The transformation of aggregation-caused quenching (ACQ) to aggregation-induced emission (AIE) through solid-state photochemical reactions is highly valuable for the development of luminescent materials. Herein, the [2+2] photocycloaddition mechanism of ACQ-typed t-2FSBO and the luminescent properties of its AIE-active isomer products, t-2FPCBO and c-2FPCBO, are thoroughly investigated by employing the polarizable continuum model and the hybrid quantum mechanics and molecular mechanics approach. It is found that the solid-state [2+2] photocycloaddition of two t-2FSBO molecules involve five steps, including photoexcitation (PE), intersystem crossing (ISC), the first C–C bond formation, another ISC to the singlet diradical, and direct diradical combination to form a second C–C bond.
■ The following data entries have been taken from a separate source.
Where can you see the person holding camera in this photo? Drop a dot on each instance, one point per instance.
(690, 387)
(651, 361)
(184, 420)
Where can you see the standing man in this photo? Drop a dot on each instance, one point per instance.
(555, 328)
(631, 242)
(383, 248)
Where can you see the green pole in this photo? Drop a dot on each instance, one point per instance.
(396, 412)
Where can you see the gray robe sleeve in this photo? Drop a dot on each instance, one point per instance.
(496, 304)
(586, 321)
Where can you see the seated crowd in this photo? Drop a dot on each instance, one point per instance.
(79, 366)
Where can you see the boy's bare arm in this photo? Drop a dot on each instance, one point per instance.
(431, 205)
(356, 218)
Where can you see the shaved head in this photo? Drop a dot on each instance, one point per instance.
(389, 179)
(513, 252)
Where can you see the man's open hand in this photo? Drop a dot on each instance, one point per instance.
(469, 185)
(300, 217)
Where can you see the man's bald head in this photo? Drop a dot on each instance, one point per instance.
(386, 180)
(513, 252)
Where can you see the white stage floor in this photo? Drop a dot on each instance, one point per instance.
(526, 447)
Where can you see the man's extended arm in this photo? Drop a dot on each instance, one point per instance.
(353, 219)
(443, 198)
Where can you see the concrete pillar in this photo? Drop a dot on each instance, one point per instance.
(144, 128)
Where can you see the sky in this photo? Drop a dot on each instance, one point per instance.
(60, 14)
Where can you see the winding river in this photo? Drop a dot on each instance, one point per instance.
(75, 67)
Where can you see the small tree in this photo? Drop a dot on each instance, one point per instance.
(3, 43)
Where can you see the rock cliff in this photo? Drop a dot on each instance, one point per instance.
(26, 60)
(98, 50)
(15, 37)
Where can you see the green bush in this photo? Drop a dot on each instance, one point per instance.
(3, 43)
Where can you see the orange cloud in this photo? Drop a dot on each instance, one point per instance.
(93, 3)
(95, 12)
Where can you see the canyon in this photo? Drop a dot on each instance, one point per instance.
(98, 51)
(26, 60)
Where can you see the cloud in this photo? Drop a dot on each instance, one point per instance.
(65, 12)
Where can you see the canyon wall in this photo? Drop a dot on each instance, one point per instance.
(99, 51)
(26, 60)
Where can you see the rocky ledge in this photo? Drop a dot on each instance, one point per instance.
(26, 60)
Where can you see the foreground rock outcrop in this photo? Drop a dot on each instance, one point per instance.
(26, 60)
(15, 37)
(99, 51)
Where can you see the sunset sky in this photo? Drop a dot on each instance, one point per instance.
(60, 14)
Especially, the first C–C bond formation step is the rate-determining step, which determines the generation of three different regioselective cycloaddition products (t-2FPCBO, c-2FPCBO-b, and c-2FPCBO-y). Upon aggregation, the fluorescence quantum yield of both t-2FPCBO and c-2FPCBO enhanced, because of the blocking of the non-radiative decay channels. The AIE effect of t-2FPCBO is dominant by suppression of the low-frequency rotational motions of benzoxazole and difluorophenyl groups, while that of c-2FPCBO is attributed to the restriction of the low-frequency rotational motion of the difluorophenyl group and the high-frequency C–C bond stretching vibrations of cyclobutane. Moreover, the emission wavelength of t-2FPCBO and c-2FPCBO demonstrate significant differences in the crystalline state. Upon aggregation, t-2FPCBO exhibits blue-shifted emission, supported by the increased energy gap, while that of c-2FPCBO is red-shifted, because of the enhanced intramolecular conjugation. This study opens an efficient and straightforward way to the rational design of efficient AIE materials.